Maksud “berulang-ulang” adalah agar mudah dipahami.  Dengan membaca dan memahami AlQur’an, maka bergetarlah kulit orang, semata-mata karena takut kepada Rabb-nya. Bila ayat tersebut dipahami dengan baik dan diamalkan, maka orang yang mengaku dirinya Islam tidak akan melakukan korupsi.  Orang-orang mau melakukan korupsi, mencuri, itu karena hati mereka tidak bergetar mengingat Allah subhanahu wata’ala.  Mereka tidak merasa takut kepada Allah, yang ditakuti adalah sesama manusia.   

Siapa yang mengingat Allah dengan cara mempelajari AlQur’an maka hidupnya akan tenang. Maka siapa yang ingin tenang hidupnya, pelajarilah AlQur’an. 
Rasulullah saw dan para sahabat hidupnya tenang walaupun tidak ada harta yang mereka miliki, kecuali hanya cukup untuk makan sehari-hari. Karena pedoman mereka adalah AlQur’an.
Bagaimana mungkin umat Islam akan hidup tenang kalau tidak berpedoman  dan menjalankan  AlQur’an,  Sedangkan umat Islam banyak yang asing terhadap AlQur’an. Maka dalam ayat tersebut di akhiri dengan kalimat :
Itulah petunjuk Allah dengan kitab (AlQur’an), Dia menunjuki siapa yang dikehendaki-Nya. Dan barangsiapa yang disesatkan Allah nisacaya tidak ada baginya seorang pemimpin” –

Dan barang siapa yang disesatkan Allah” - Maksudnya adalah mereka tidak mau mencari hidayah dan tidak mau membersihkan hatinya, terbiasa dengan hati yang sakit, bahkan sampai mati hatinya,  maka Allah sesatkan, tidak diberi petunjuk, maka tidak akan ada bagi orang tersebut yang bisa memberi hidayah.  Karena Pemberi Hidayah adalah Allah subhanahu wata’ala. Dan Allah akan memberikan hidayah kepada orang-orang yang membersihkan hatinya (Qolbun Salim).

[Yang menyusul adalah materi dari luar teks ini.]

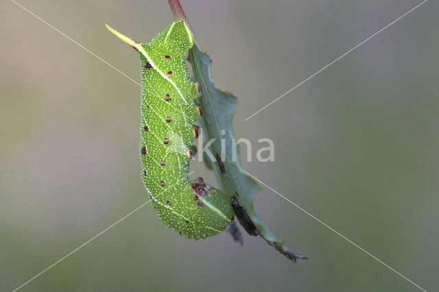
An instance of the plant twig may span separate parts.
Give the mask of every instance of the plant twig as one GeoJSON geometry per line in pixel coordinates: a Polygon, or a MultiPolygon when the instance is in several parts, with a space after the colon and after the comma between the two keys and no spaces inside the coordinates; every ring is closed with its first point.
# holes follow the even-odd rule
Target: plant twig
{"type": "Polygon", "coordinates": [[[193,29],[192,29],[192,27],[191,24],[187,21],[186,18],[186,15],[185,15],[185,12],[183,11],[183,8],[182,8],[181,5],[180,4],[179,0],[168,0],[169,3],[169,6],[171,7],[171,10],[172,10],[172,14],[174,15],[174,19],[176,21],[183,21],[186,23],[187,26],[189,27],[192,32],[193,32],[193,29]]]}

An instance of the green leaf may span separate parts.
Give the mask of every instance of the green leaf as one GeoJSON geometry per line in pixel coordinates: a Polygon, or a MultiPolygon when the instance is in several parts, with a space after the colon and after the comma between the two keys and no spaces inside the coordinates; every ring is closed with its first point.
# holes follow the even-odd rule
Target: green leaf
{"type": "Polygon", "coordinates": [[[211,71],[212,61],[196,44],[189,50],[188,60],[192,64],[194,78],[199,83],[202,93],[200,101],[204,114],[205,133],[208,139],[215,139],[210,149],[216,160],[217,178],[224,192],[230,199],[238,221],[250,235],[260,235],[269,245],[292,261],[296,262],[297,258],[307,258],[296,254],[285,247],[282,241],[277,240],[253,208],[253,200],[262,188],[242,168],[239,149],[236,150],[236,158],[233,159],[235,136],[231,122],[237,104],[236,97],[215,86],[211,71]],[[222,159],[221,153],[222,138],[225,140],[224,159],[222,159]]]}

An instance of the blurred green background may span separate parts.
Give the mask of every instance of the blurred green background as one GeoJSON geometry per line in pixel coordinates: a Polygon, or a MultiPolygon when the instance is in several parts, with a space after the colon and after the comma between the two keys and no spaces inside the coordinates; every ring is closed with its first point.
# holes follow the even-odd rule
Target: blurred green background
{"type": "MultiPolygon", "coordinates": [[[[215,83],[239,97],[237,137],[257,149],[261,138],[275,143],[274,162],[244,162],[246,169],[438,291],[438,1],[244,121],[420,2],[182,5],[213,60],[215,83]]],[[[104,24],[148,42],[173,20],[165,0],[19,3],[138,81],[137,54],[104,24]]],[[[139,87],[8,0],[0,38],[0,291],[7,291],[147,197],[139,177],[139,87]]],[[[294,264],[246,234],[244,247],[227,233],[187,240],[147,205],[21,291],[417,291],[270,190],[255,207],[309,260],[294,264]]]]}

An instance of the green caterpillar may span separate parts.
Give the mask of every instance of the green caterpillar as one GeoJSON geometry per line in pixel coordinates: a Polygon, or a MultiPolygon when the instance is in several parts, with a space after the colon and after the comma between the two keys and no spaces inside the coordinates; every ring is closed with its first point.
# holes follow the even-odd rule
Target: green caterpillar
{"type": "Polygon", "coordinates": [[[199,130],[194,122],[202,114],[195,103],[200,90],[185,59],[195,42],[192,32],[185,22],[174,22],[151,43],[140,44],[107,28],[139,53],[142,180],[154,208],[165,224],[188,239],[220,233],[233,219],[229,199],[202,178],[189,178],[199,130]]]}

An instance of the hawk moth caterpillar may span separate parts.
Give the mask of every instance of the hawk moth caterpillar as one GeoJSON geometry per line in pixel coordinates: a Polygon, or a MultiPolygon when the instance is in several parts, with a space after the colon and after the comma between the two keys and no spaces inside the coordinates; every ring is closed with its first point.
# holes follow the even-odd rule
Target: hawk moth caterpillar
{"type": "Polygon", "coordinates": [[[141,44],[107,25],[139,53],[141,75],[140,156],[143,184],[158,217],[188,239],[224,231],[233,219],[230,199],[202,178],[191,180],[189,159],[202,114],[200,97],[189,77],[185,53],[195,43],[184,21],[174,22],[149,44],[141,44]],[[160,194],[160,195],[158,195],[160,194]]]}

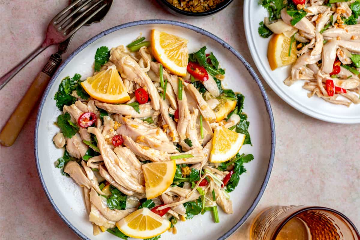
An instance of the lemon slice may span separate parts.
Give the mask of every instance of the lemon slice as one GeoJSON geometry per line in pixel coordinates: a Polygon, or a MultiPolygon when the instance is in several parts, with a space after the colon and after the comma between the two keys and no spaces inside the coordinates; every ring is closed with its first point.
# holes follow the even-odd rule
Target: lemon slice
{"type": "Polygon", "coordinates": [[[181,76],[186,75],[189,58],[187,40],[153,29],[151,49],[155,59],[172,73],[181,76]]]}
{"type": "Polygon", "coordinates": [[[220,105],[216,107],[219,110],[215,112],[216,117],[216,122],[220,122],[228,116],[228,114],[235,109],[236,107],[236,101],[228,100],[225,104],[220,105]]]}
{"type": "Polygon", "coordinates": [[[161,195],[172,182],[176,170],[175,160],[143,165],[146,198],[150,199],[161,195]]]}
{"type": "Polygon", "coordinates": [[[170,222],[148,208],[132,213],[116,223],[123,233],[132,237],[147,239],[160,235],[170,228],[170,222]]]}
{"type": "Polygon", "coordinates": [[[230,159],[239,152],[245,139],[244,134],[233,132],[224,127],[218,127],[214,132],[210,161],[222,163],[230,159]]]}
{"type": "Polygon", "coordinates": [[[283,33],[273,35],[269,42],[267,48],[267,59],[272,70],[291,64],[297,59],[296,41],[292,43],[289,56],[289,49],[291,41],[291,37],[287,37],[283,33]]]}
{"type": "Polygon", "coordinates": [[[81,83],[81,86],[89,95],[102,102],[123,103],[130,100],[115,65],[88,77],[81,83]]]}

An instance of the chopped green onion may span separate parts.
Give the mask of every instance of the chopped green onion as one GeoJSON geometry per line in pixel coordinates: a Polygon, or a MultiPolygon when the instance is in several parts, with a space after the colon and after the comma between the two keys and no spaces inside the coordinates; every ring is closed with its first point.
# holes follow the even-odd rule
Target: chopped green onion
{"type": "Polygon", "coordinates": [[[194,156],[191,154],[183,154],[181,155],[177,155],[177,156],[172,156],[170,157],[170,159],[172,160],[174,159],[179,159],[180,158],[192,158],[194,156]]]}
{"type": "Polygon", "coordinates": [[[201,135],[201,139],[204,138],[204,130],[202,126],[202,115],[200,115],[200,135],[201,135]]]}
{"type": "Polygon", "coordinates": [[[160,64],[160,66],[159,67],[159,77],[160,78],[160,85],[161,87],[161,88],[163,89],[164,89],[164,77],[163,76],[163,71],[162,71],[162,64],[160,64]]]}
{"type": "Polygon", "coordinates": [[[360,73],[359,73],[357,70],[354,68],[352,68],[350,66],[348,65],[341,65],[341,67],[343,67],[345,69],[347,69],[354,74],[355,74],[356,75],[359,75],[359,74],[360,74],[360,73]]]}
{"type": "Polygon", "coordinates": [[[295,33],[291,37],[291,40],[290,40],[290,45],[289,46],[289,56],[291,55],[291,47],[292,46],[292,43],[295,40],[295,33]]]}
{"type": "Polygon", "coordinates": [[[329,27],[330,27],[331,26],[331,24],[330,24],[330,23],[328,24],[326,26],[325,26],[325,27],[324,27],[321,30],[321,31],[320,31],[320,33],[322,33],[323,32],[325,32],[325,30],[326,30],[329,27]]]}
{"type": "Polygon", "coordinates": [[[126,47],[132,47],[133,46],[136,45],[138,43],[140,43],[145,40],[145,38],[144,37],[140,37],[139,39],[135,40],[134,41],[132,42],[131,43],[128,44],[126,46],[126,47]]]}
{"type": "Polygon", "coordinates": [[[177,98],[179,100],[183,100],[183,81],[180,78],[178,78],[178,83],[177,85],[177,98]]]}
{"type": "Polygon", "coordinates": [[[136,52],[139,51],[139,49],[144,46],[147,47],[150,46],[150,42],[148,41],[146,41],[145,42],[140,42],[138,44],[133,46],[132,47],[130,47],[129,48],[129,49],[130,49],[130,51],[131,52],[136,52]]]}
{"type": "Polygon", "coordinates": [[[167,79],[165,80],[165,84],[164,85],[164,95],[163,96],[163,100],[165,100],[166,98],[166,86],[167,86],[167,79]]]}

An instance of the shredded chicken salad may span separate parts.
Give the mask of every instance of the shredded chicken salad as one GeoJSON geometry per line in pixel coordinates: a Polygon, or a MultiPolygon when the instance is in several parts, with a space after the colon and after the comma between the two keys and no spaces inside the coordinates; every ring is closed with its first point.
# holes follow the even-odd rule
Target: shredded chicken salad
{"type": "Polygon", "coordinates": [[[304,80],[309,98],[316,95],[348,107],[360,103],[360,1],[261,0],[259,4],[270,16],[260,23],[259,33],[265,38],[274,33],[267,54],[272,69],[293,63],[285,85],[304,80]],[[278,44],[287,42],[288,50],[274,60],[274,40],[279,35],[284,36],[278,44]]]}
{"type": "Polygon", "coordinates": [[[56,167],[83,187],[95,235],[156,240],[207,211],[219,222],[217,206],[233,213],[229,193],[253,159],[239,151],[251,144],[244,96],[223,88],[225,70],[206,46],[188,54],[187,41],[166,34],[160,42],[182,42],[181,75],[154,53],[156,37],[139,37],[98,48],[94,76],[65,78],[55,96],[62,112],[53,140],[64,149],[56,167]]]}

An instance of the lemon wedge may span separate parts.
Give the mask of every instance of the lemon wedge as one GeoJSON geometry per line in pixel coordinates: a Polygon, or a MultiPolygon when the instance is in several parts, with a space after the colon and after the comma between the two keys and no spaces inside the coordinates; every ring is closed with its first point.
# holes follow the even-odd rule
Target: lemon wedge
{"type": "Polygon", "coordinates": [[[290,55],[289,56],[291,41],[291,37],[287,37],[283,33],[273,35],[267,48],[267,59],[272,70],[291,64],[296,60],[296,41],[292,43],[290,55]]]}
{"type": "Polygon", "coordinates": [[[148,208],[136,210],[116,223],[126,235],[135,238],[147,239],[160,235],[170,228],[170,222],[148,208]]]}
{"type": "Polygon", "coordinates": [[[81,86],[93,98],[104,103],[123,103],[130,100],[115,65],[88,77],[81,86]]]}
{"type": "Polygon", "coordinates": [[[153,29],[151,32],[151,49],[155,59],[171,73],[186,75],[189,52],[188,40],[165,32],[153,29]]]}
{"type": "Polygon", "coordinates": [[[210,161],[222,163],[229,160],[239,152],[245,139],[244,134],[233,132],[224,127],[218,127],[214,132],[210,161]]]}
{"type": "Polygon", "coordinates": [[[175,176],[175,160],[150,163],[143,165],[145,178],[145,193],[148,199],[161,195],[170,186],[175,176]]]}

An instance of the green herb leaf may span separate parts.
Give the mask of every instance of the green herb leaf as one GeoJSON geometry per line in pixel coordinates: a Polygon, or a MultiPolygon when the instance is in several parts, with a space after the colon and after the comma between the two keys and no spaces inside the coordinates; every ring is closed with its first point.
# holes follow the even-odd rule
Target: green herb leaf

Oleh karena itu bila kita ingin hidup bahagia dunia dan Akhirat, cara satu-satunya adalah dengan membersihkan hati kita, sehatkan hati kita, tundukkan hati kita semata-mata karena Allah subhanahu wata’ala. Yaitu dengan melaksanakan perintah dan menjauhi larangan-Nya dengan ikhlas, dalam rangka menjalankan Dinul Qoyyim (Agama yang Haq, yaitu Islam).Dan siapa yang melakukan itu maka balasannya adalah Surga dan Allah akan ridho kepada mereka dan mereka semua ridho dengan ketetapan Allah dan mereka semua akan masuk surga.

Tanya-Jawab.

Pertanyaan:
Bekenaan dengan kisah Nabi Ibrahim a.s. yang mendo’akan untuk ayah beliau, tetapi ditolak oleh Allah subhanahu wata’ala karena ayah beliau sampai meninggal masih kafir, kemudian sekarang bila ada anak yang sholih, yang ayahnya dalam kesesatan, apa yang harus dilakukan anak tersebut terhadap ayahnya itu ?

Jawaban:
Kesesatan ada yang sangat jauh, yaitu orang yang melakukan kemusyrikan dan kekafiran. tetapi ada orang yang kesesatannya tidak terlalu jauh, ia masih Islam, menjalan Islam, tetapi mungkin pernah menjalankan Riba, pernah melakukan maksiat, pernah mendzolimi manusia, maka selama akidahnya masih Islam dan masih sholat (meskipun kadang sholat kadang tidak), menjalankan Islam, lakukanlah untuk dido’akan agar diampuni dosa-dosanya.  Kalau ayahnya tersebut masih hidup do’akan agar ia mendapat Hidayah (petunjuk) dari Allah subhanahu wata’ala.
Yang membedakan seseorang itu muslim atau kafir atau musyrik adalah sholatnya.

Sekian bahasan, mudah-mudahan bermanfaat.
SUBHANAKALLAHUMMA WABIHAMDIKA ASYHADU AN LAILAHA ILLA ANTA, ASTAGHFIRUKA WA ATUBU ILAIK.

Wassalamu’alaikum warohmatullahi wabarokatuh.